Une fois de plus, un affrontement est donc mis en scène opposant un parti, l’UDC, et ses propositions «extrêmes», et les défenseurs unis de la «prospérité de la Suisse», qui sont aussi prêts à «aborder de manière constructive les défis réels posés par l’immigration» (economiesuisse).
Cette configuration est un cadeau pour l’UDC : son alliance de la hallebarde (le culte d’une Suisse mythique qui n’a jamais existé) et du mouton noir (la diffusion inlassable du venin xénophobe et raciste), qui capture sa base populaire et électorale, apparaît bien comme une recette unique, qui s’oppose à la politique officielle (ce qui est faux : UDC, partis de droite et patronat toutes tendances confondues sont d’accord neuf fois sur dix).

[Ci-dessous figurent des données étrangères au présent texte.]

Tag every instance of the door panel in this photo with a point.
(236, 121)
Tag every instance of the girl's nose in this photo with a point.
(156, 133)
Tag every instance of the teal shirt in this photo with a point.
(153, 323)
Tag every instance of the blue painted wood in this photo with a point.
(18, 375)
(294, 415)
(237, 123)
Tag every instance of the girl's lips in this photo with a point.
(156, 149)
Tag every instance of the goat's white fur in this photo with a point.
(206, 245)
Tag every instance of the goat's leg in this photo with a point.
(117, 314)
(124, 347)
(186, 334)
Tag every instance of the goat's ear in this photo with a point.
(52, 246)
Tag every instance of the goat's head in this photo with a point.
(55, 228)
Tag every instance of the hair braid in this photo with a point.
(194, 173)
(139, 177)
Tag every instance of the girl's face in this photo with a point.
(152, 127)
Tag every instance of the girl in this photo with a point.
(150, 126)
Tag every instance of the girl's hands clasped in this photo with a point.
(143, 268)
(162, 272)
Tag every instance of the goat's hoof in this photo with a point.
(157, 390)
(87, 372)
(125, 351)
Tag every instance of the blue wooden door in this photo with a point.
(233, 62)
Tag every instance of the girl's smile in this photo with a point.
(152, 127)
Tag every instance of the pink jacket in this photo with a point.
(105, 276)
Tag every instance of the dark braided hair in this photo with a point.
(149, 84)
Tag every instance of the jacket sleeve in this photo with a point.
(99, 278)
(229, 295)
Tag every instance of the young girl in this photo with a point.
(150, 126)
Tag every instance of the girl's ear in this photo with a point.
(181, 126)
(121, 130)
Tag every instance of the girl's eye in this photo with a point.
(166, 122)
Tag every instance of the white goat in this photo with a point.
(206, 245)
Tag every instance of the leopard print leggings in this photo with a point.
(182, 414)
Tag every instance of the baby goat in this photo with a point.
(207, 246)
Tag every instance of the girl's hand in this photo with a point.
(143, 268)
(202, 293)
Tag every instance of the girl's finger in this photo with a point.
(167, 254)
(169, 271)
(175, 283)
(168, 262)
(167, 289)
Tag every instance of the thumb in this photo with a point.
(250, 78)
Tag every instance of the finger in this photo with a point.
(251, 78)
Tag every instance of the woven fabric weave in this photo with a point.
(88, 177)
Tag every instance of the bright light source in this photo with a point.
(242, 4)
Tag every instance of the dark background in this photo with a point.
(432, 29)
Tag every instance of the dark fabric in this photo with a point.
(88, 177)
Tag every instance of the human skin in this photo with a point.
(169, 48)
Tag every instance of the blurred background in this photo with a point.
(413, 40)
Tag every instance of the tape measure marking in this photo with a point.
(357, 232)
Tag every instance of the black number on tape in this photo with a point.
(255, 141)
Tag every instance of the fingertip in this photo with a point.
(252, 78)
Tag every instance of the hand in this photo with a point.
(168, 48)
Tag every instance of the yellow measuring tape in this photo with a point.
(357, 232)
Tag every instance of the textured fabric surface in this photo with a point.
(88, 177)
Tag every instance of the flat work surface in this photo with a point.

C’est aussi un très mauvais service rendu aux salarié·e·s, car cela revient à dissimuler le fait que la «prospérité» vantée par economiesuisse, comme par la direction du Parti socialiste, est une prospérité patronale, basée à la fois sur la discrimination systématique des immigré·e·s et sur une politique anti-sociale et de mise sous pression de tous les salarié·e·s, indépendamment de la couleur de leur passeport.
C’est une autre approche, centrée sur la solidarité d’intérêts et de destins des personnes qui vivent et travaillent dans ce pays, qui est nécessaire pour combattre l’initiative xénophobe de l’UDC.
La migration, c’est la Suisse
Un premier constat devrait servir de point de départ. En 2024, 41% de la population de 15 ans et plus vivant en Suisse est issue de la migration. Cela signifie que plus de deux personnes sur cinq vivant dans ce pays ont immigré en Suisse (1re génération) ou sont nées en Suisse en ayant au moins un parent de nationalité étrangère (2e génération). Entre 2012 et 2024, la part de la population issue de la migration est passée de 35% à 41%. Presque un tiers de la 1regénération a acquis la nationalité suisse. Mais parmi la deuxième génération, ce sont sept personnes sur dix qui ont le passeport helvétique!
Parmi les jeunes de moins de 15 ans, 28% n’avaient pas la nationalité suisse en 2024 [4]. Mais deux tiers d’entre eux sont néanmoins nés en Suisse. Dans une classe de vingt élèves, il y a donc en moyenne dix-huit enfants ayant grandi ensemble en Suisse dès leur naissance, quelle que soit la nationalité de leurs parents, deux autres qui les ont rejoints un peu plus tard, et tous ensemble, ils partagent enseignement, activités, jeux, amitiés et disputes.
Toujours en 2024, plus d’un tiers des mariages ont été célébrés entre une personne de nationalité suisse et une personne de nationalité étrangère. En 1970, c’était un sur six (16%). Parmi les mariages entre personnes de nationalité étrangère, presque la moitié (48%) d’entre eux unissaient en 2024 des personnes de nationalités différentes. En 1970, c’était un quart. En 1970, trois quarts des mariages se faisaient entre deux personnes de nationalité suisse. En 2024, c’est moins de la moitié (47%).
Encore toujours en 2024, 83% des personnes issues de la migration et âgées de 15 à 64 ans faisaient partie de la population active. Les personnes actives constituent l’offre de travail. C’est quasiment la même proportion que pour la population non issue de la migration (86%). Par leur travail, elles contribuent toutes ensemble, souvent côte à côte, à la production des richesses comme au financement des services publics et des assurances sociales.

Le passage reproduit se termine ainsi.